When it was announced that Cloak and Dagger would be among the ranks of the Dark X-Men, readers wondered why the heroes would be willing to work for someone like Norman Osborn. In the world of Osborn's Dark Reign, decisions like that aren't made lightly. Indeed, Cornell's Cloak and Dagger story is essentially about making tough decisions. "There is, as always with Osborn, a carrot and a stick," he said. "They're given some good reasons, like support for their own aims, why they'll fit right in. And then there's the dirty great gun to the head, which I won't go into the details of here. Osborn really rather knows he has them as soon as he steps out in front of them. And they offer him great value, in terms of image and powers."

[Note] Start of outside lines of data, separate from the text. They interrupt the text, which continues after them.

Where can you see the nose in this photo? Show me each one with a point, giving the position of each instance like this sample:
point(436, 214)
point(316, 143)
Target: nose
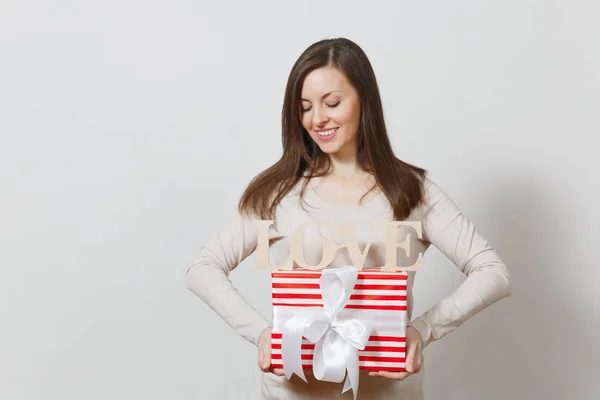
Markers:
point(319, 116)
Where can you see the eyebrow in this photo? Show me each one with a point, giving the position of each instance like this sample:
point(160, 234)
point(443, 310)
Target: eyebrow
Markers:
point(325, 95)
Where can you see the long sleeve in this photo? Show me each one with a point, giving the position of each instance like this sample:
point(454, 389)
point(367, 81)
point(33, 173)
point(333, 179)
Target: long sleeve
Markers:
point(208, 277)
point(456, 237)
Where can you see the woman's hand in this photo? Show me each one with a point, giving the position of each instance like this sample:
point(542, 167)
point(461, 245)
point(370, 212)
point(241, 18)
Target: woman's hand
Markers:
point(264, 353)
point(414, 356)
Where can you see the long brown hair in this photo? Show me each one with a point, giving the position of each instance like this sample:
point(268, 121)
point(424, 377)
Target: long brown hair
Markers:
point(402, 183)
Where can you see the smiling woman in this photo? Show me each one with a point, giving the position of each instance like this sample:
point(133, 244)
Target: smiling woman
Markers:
point(335, 142)
point(331, 111)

For Cornell, writing interesting characters has only been half of the fun of working on "Dark X-Men: The Beginning." The other half has been the chance to work with the artists Marvel has lined up for the project, like his "Captain Britain& MI13" collaborator Leonard Kirk. "We are back working together again! It's a great pleasure to see what he's coming out with, and I'm glad we didn't get split up. For the sake of the kids," Cornell laughed.
Also included in "Dark X-Men: The Beginning" is a Mimic story written by James Asmus. "James is an up-and-comer in comics," Nick Lowe said. "He's a playwright and comedian in Chicago and has written a few things for Marvel (a one-shot and a few short stories) and he had a great pitch on Mimic, so that sold me there."
Rounding out the first issue is writer Shane McCarthy. "The first thing I read by him was a Batman story that he did with Cliff Chiang that I saw some promise in. We did an 'Astonishing Tales' story two years ago and I wanted to find another place to work with him. So he wrote an awesome Dark Beast story," Lowe said.
With the events of "Utopia" still unfolding, the fates of the Dark X-Men are currently up in the air, but Paul Cornell would love to tell further stories featuring any of the team members; including Cloak and Dagger, who generally inhabit the gritty, street level corner of the Marvel Universe, a milieu the writer isn't known for. "You know, in the end, I'd like to get to work in every corner of the Marvel Universe," Cornell said. "Or find one particular corner to make my own. This is where I find that the Marvel Universe is round at the edges, right?"
"Dark X-Men: The Beginning" #1 goes on sale July 8 from Marvel Comics.